Pascal Chatonnet : « C’est une gestion très prophylactique. Jusqu’à présent le système non bio, c’est surtout une couverture à moyen et long terme avec peu de passages et des produits qui ont une action curative ou semi-curative. Avec l’approche bio, on n’a pas de produits systémiques, mais non permanents, à appliquer de manière préventive. Avec une gestion non bio, on va faire 8 à 10 passages par an, avec une approche bio, on en fait le double. Il faut être beaucoup plus présent dans son vignoble, avec tous les inconvénients que cela induit ; on utilise des produits plus facilement lessivables par les pluies. Cela demande plus de travail, plus de présence et plus de pertinence dans l’application. En bio, on utilise le souffre et le cuivre pour combattre l’oïdium et surtout le mildiou. On dit que le cuivre est limité par hectare et par an, et que ces doses ne sont pas capables de protéger le vignoble, c’est faux. L’efficacité du cuivre n’est pas apportée par la dose mais par la fréquence. Le mildiou est un champignon, évolution d’une algue qui a besoin d’eau. Il faut donc gérer les pulvérisations en fonction des précipitations. On peut se protéger efficacement avec 1,5 à 2 kg de cuivre par hectare et par an. »

HVE ou bio, ce n’est pas antagoniste, mais complémentaire

Le Château Dubraud

Le Château Dubraud © D. R.

 

EJG : Toutes les exploitations sont-elles concernées par le passage au bio ?

Pascal Chatonnet : « Oui toutes, même si les Premiers Crus communiquent davantage. Ils n’ont pas été moteurs, plutôt suiveurs. Mais quand vous avez des Premiers Crus qui font la promotion de leur conversion, ça tire des wagons. Mais aucun d’entre eux n’a été précurseur. Ça dynamise juste le mouvement ! »

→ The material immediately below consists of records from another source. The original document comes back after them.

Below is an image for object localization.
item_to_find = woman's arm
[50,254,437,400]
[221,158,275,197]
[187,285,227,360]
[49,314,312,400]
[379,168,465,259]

La conversion au bio dans notre région est plus difficile que dans la vallée du Rhône, en Alsace ou en Bourgogne car notre climat est plus humide

LES BIENFAITS DE L’AGROFORESTERIE

Et de 1 000 ! Objectif crowdfunding atteint pour le Château Dubraud qui a lancé une campagne de financement participatif pour la plantation de 1 000 arbres et arbustes. 18 essences différentes ont ainsi été plantées, et une mare a été créée. Ce projet ambitieux s’inscrit dans une démarche globale initiée dès 2014, au sein de ce vignoble qui a obtenu la certification HVE.

Au milieu des rangs de vigne, peupliers et saules apportent de l’ombre en été et de l’humus fertilisant des sols en hiver. Une manière de rendre les sols perméables et de stocker l’eau. Des haies d’arbres champêtres redynamisent la biodiversité, régularisent les flux d’eau et de vent, et offrent refuge aux oiseaux comme aux chauve-souris, régulant ainsi les parasites. Enfin la mare devient lieu de ressource pour les oiseaux et accueille une vie aquatique, dont des rainettes. « Vivifier le sol, le rendre plus vivant est essentiel. C’est notre terroir, notre capital », remarque Alain Vidal, propriétaire du Château Dubraud, qui précise par ailleurs : « Nous allons nous inspirer du modèle vertueux de la forêt et l’appliquer à la vigne, pour produire des vins encore plus aromatiques, obtenir une vigne en meilleure santé sans intrant, et être en harmonie avec la nature ». Aujourd’hui, l’agroforesterie permet de repenser les pratiques agronomiques : planter des arbres pour multiplier l’activité biologique du sol, la maîtrise des parasites, la ressource en eau, le confort climatique, le stockage du carbone, tout en valorisant le paysage.